Power failure, COVID-19 outbreak and production shut-in at various crude oil terminals prevented the production of 3.31 million barrels of oil valued at about N88.76bn in one month.
Updates on key setbacks that affected oil production in the month of March 2021, as posted by the Nigerian National Petroleum Corporation on its website on Monday, showed that power failure alone stalled the production of one million barrels of oil.
Further analysis of the report showed that a total of 500 vandalised pipeline points were recorded between March 2020 and March 2021.
On crude oil losses, figures from the oil firm indicated that the Bonga Terminal lost the highest volume of crude oil (one million barrels), followed by the Forcados Terminal (720,000 barrels).
The Abo, Egina and Bonny terminals also recorded crude oil losses, as they could not produce 400,000 barrels, 600,000 barrels and 590,000 barrels respectively.
Industry figures on the price of Brent, the crude against which Nigeria’s oil is priced, showed that the average cost of the commodity in March this year was $65.41 per barrel.

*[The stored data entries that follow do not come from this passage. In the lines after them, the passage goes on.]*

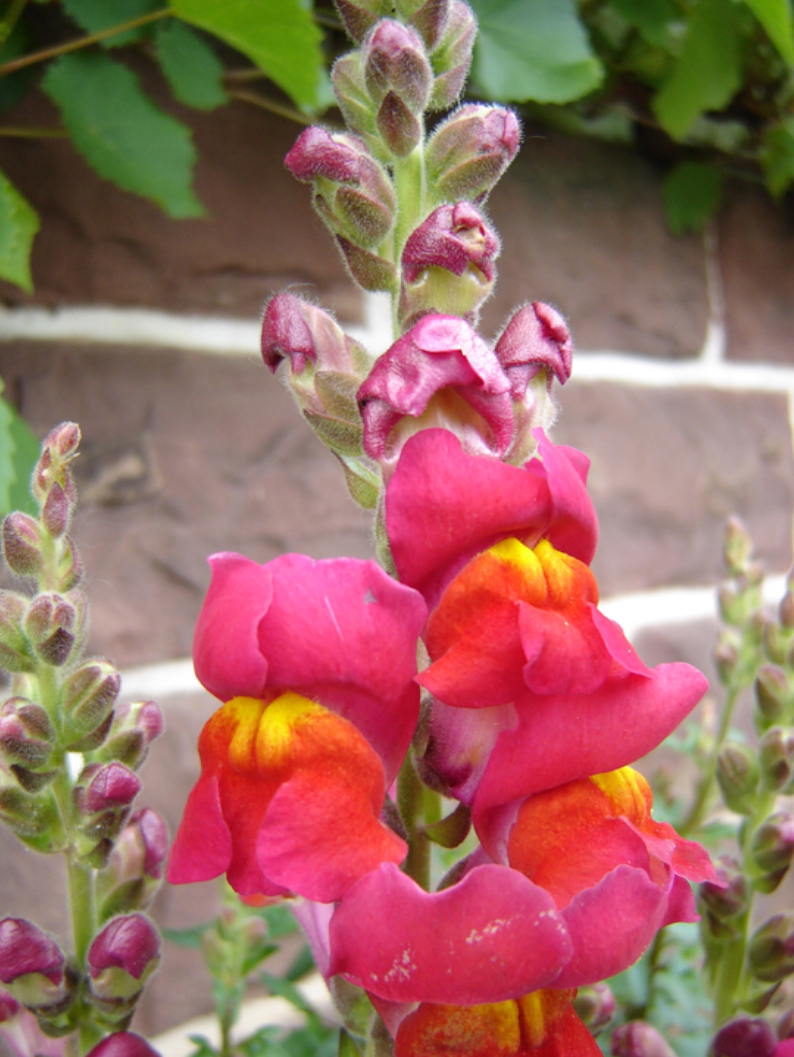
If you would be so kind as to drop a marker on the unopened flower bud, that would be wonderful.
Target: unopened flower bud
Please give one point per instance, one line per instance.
(123, 1044)
(451, 58)
(772, 697)
(51, 625)
(22, 542)
(87, 700)
(394, 61)
(639, 1039)
(771, 949)
(737, 774)
(773, 849)
(408, 388)
(737, 545)
(16, 653)
(776, 758)
(106, 787)
(26, 735)
(133, 729)
(744, 1038)
(32, 965)
(468, 152)
(595, 1005)
(448, 263)
(58, 449)
(352, 191)
(359, 17)
(123, 957)
(57, 512)
(725, 901)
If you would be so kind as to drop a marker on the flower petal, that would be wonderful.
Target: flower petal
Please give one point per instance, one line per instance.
(491, 937)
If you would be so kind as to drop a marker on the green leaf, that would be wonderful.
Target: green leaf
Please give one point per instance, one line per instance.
(652, 18)
(777, 158)
(190, 66)
(279, 36)
(94, 16)
(776, 18)
(708, 72)
(26, 450)
(18, 225)
(691, 193)
(121, 132)
(186, 937)
(534, 50)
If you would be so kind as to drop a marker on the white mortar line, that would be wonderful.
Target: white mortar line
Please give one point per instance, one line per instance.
(635, 612)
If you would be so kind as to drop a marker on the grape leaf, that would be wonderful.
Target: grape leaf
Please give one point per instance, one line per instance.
(190, 66)
(94, 16)
(533, 50)
(18, 225)
(776, 18)
(279, 36)
(691, 193)
(121, 132)
(708, 71)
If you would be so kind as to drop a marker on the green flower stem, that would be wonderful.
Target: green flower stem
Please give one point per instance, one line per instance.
(705, 786)
(74, 45)
(411, 804)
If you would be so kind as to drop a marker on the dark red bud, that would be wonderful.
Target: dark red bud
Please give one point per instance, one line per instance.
(24, 948)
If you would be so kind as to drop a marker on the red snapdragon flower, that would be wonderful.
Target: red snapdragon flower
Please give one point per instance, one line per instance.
(315, 663)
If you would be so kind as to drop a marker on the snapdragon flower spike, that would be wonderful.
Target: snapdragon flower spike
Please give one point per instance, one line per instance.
(440, 373)
(448, 264)
(615, 875)
(469, 150)
(540, 1024)
(315, 662)
(352, 191)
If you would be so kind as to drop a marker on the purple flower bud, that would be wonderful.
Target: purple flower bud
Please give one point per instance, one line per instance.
(394, 61)
(454, 238)
(536, 338)
(87, 699)
(440, 373)
(24, 949)
(771, 949)
(744, 1038)
(26, 735)
(57, 512)
(106, 787)
(129, 943)
(123, 1044)
(15, 650)
(22, 542)
(451, 59)
(468, 151)
(51, 626)
(639, 1039)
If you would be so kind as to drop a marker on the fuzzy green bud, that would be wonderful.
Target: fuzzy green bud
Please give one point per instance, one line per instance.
(771, 949)
(737, 774)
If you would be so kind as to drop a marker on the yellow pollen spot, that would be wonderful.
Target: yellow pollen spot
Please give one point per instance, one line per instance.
(278, 725)
(628, 792)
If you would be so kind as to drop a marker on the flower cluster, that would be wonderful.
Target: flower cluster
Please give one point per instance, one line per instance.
(325, 768)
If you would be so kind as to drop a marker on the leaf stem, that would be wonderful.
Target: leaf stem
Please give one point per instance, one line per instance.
(74, 45)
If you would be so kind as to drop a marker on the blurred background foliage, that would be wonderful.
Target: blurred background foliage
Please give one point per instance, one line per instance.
(703, 87)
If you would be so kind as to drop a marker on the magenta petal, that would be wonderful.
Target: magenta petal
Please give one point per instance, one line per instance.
(584, 735)
(228, 662)
(202, 849)
(492, 937)
(345, 633)
(611, 925)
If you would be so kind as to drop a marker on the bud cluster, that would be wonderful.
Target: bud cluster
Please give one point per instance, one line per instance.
(62, 721)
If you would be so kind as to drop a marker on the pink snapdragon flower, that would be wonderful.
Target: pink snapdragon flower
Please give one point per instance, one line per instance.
(315, 663)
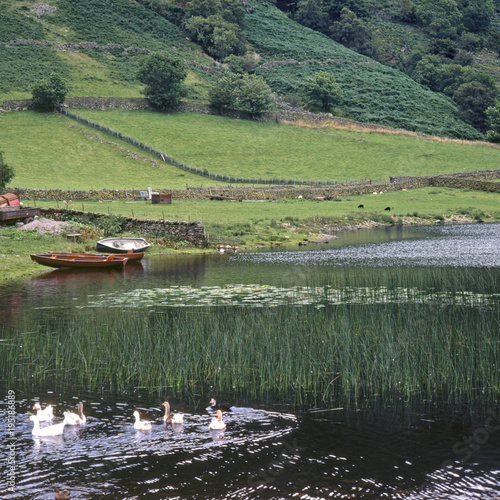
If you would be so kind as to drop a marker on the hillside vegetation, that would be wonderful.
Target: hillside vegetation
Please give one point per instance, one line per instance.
(83, 158)
(110, 38)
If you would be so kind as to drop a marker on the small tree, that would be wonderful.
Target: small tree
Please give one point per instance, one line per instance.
(223, 93)
(48, 94)
(311, 13)
(440, 17)
(164, 77)
(218, 37)
(353, 33)
(322, 90)
(493, 123)
(6, 173)
(254, 95)
(473, 99)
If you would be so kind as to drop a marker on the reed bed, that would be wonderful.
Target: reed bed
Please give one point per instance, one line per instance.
(316, 353)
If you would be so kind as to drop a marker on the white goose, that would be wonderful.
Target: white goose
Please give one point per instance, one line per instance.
(217, 423)
(44, 415)
(76, 419)
(176, 418)
(51, 430)
(141, 425)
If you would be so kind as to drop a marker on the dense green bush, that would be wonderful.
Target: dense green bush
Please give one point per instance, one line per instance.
(48, 94)
(22, 66)
(372, 92)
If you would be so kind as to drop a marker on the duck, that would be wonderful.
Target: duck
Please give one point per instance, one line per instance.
(176, 418)
(76, 419)
(44, 415)
(141, 425)
(219, 406)
(61, 495)
(51, 430)
(217, 423)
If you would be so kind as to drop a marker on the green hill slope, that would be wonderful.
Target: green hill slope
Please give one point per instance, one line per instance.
(96, 45)
(373, 92)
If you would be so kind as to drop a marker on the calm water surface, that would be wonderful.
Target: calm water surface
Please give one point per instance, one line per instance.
(270, 449)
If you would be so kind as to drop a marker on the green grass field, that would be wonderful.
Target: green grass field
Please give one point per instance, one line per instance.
(50, 151)
(252, 219)
(82, 158)
(243, 148)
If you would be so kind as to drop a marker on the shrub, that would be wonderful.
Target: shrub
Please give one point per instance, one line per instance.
(48, 94)
(163, 76)
(6, 173)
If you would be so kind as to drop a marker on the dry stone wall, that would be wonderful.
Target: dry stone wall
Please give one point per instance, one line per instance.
(481, 181)
(193, 232)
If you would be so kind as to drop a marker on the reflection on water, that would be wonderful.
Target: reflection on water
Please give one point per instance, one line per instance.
(332, 453)
(393, 449)
(455, 246)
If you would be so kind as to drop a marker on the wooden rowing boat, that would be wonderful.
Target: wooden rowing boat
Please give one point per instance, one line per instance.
(132, 257)
(80, 261)
(123, 245)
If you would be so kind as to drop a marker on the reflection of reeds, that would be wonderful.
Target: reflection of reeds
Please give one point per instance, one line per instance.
(391, 350)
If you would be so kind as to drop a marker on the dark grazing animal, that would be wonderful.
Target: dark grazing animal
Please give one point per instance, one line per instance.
(61, 495)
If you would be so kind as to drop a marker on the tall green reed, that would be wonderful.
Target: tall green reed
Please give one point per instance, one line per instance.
(347, 351)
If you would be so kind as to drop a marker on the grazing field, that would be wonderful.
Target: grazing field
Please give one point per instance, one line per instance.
(291, 221)
(348, 351)
(50, 151)
(243, 148)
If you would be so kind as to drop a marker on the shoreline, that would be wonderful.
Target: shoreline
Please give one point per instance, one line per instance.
(318, 236)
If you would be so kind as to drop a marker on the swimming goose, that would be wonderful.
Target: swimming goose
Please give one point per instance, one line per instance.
(217, 423)
(141, 425)
(220, 406)
(61, 495)
(51, 430)
(176, 418)
(74, 419)
(43, 415)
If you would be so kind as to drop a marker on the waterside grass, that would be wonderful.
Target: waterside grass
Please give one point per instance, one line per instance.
(424, 351)
(267, 150)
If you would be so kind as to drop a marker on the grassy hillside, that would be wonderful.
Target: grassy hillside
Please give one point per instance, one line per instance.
(85, 159)
(110, 38)
(96, 45)
(373, 92)
(80, 158)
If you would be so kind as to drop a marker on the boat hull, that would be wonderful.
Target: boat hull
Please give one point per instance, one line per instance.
(131, 256)
(123, 245)
(80, 261)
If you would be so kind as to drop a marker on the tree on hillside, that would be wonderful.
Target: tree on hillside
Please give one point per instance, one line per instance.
(322, 90)
(353, 33)
(231, 11)
(254, 95)
(223, 93)
(164, 77)
(218, 37)
(473, 99)
(477, 16)
(6, 173)
(334, 7)
(48, 94)
(440, 18)
(311, 13)
(493, 123)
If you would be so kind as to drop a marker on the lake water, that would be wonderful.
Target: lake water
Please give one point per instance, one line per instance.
(272, 447)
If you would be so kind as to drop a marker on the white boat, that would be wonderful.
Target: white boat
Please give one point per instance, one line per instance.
(123, 245)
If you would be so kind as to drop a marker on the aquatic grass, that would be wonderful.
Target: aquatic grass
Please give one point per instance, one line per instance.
(430, 351)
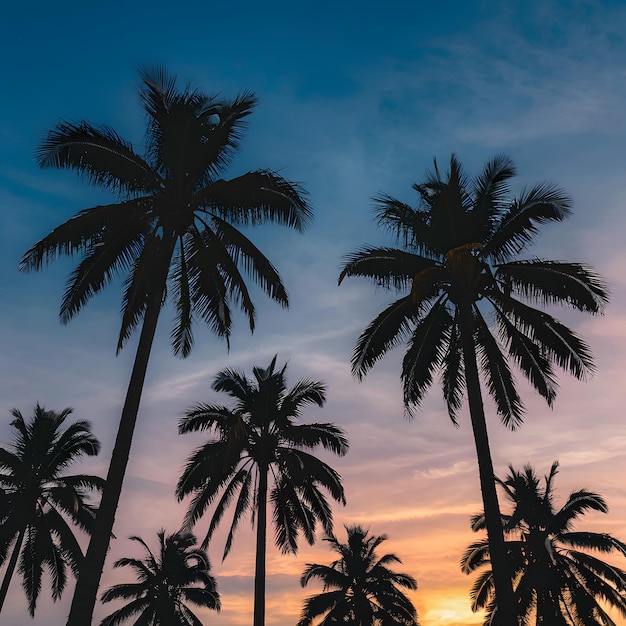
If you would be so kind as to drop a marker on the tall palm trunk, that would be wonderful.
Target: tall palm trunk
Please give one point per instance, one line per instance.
(86, 591)
(261, 548)
(497, 549)
(8, 574)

Therefore, for the 3,310,000 barrels of crude oil that was not produced during the review month, Nigeria lost about $216.51m (N88.768bn at the official N410/$ exchange rate).
Explaining the setbacks that affected crude oil production in the latest report, the corporation stated that at the Forcados Terminal, injection into the facility was curtailed due to repairs at Oteghele, Eresiggbere and Chanomi/Odid.
It added that receipts were curtailed at Forcados due to leaks observed along the Trans Forcados Pipeline and subsequent repairs of the TFP.
“The cumulative loss for the period was 720,000 bbls (barrels),” the oil firm stated.
At the Abo Terminal, it said production shut down occurred due to COVID-19 outbreak at the terminal, as this amounted to a cumulative loss of 400,000 barrels.
On what happened at the Bonga Terminal, the corporation said, “Power outage resulted in a shutdown on January 1. This gave an aggregate loss of 1,000,000 barrels.”
For the Egina Terminal, it stated that there was production shut-in due to pigging activities, resulting in a cumulative loss of production within the period of 600,000 barrels.
At the Bonny Terminal, NNPC said, “Aiteo closed in some wells due to flow line leak and Ohaji was shut down due to leak on Egbema/Assa trunk line. These amounted to aggregate loss of 590,000 barrels.”
On products theft and pipeline security, it stated that these issues had continued to destroy value and put NNPC at disadvantaged competitive position.
“A total of 500 vandalised points have been recorded between March 2020 to March 2021,” the corporation stated.
NNPC’s Group General Manager, Group Public Affairs Division, Kennie Obateru, said the oil firm was in collaboration with the local communities and other stakeholders on how to address the menace.
He said the corporation and its partners had continuously strived to reduce and eventually eliminate pipeline vandalism and other acts that impact negatively on production.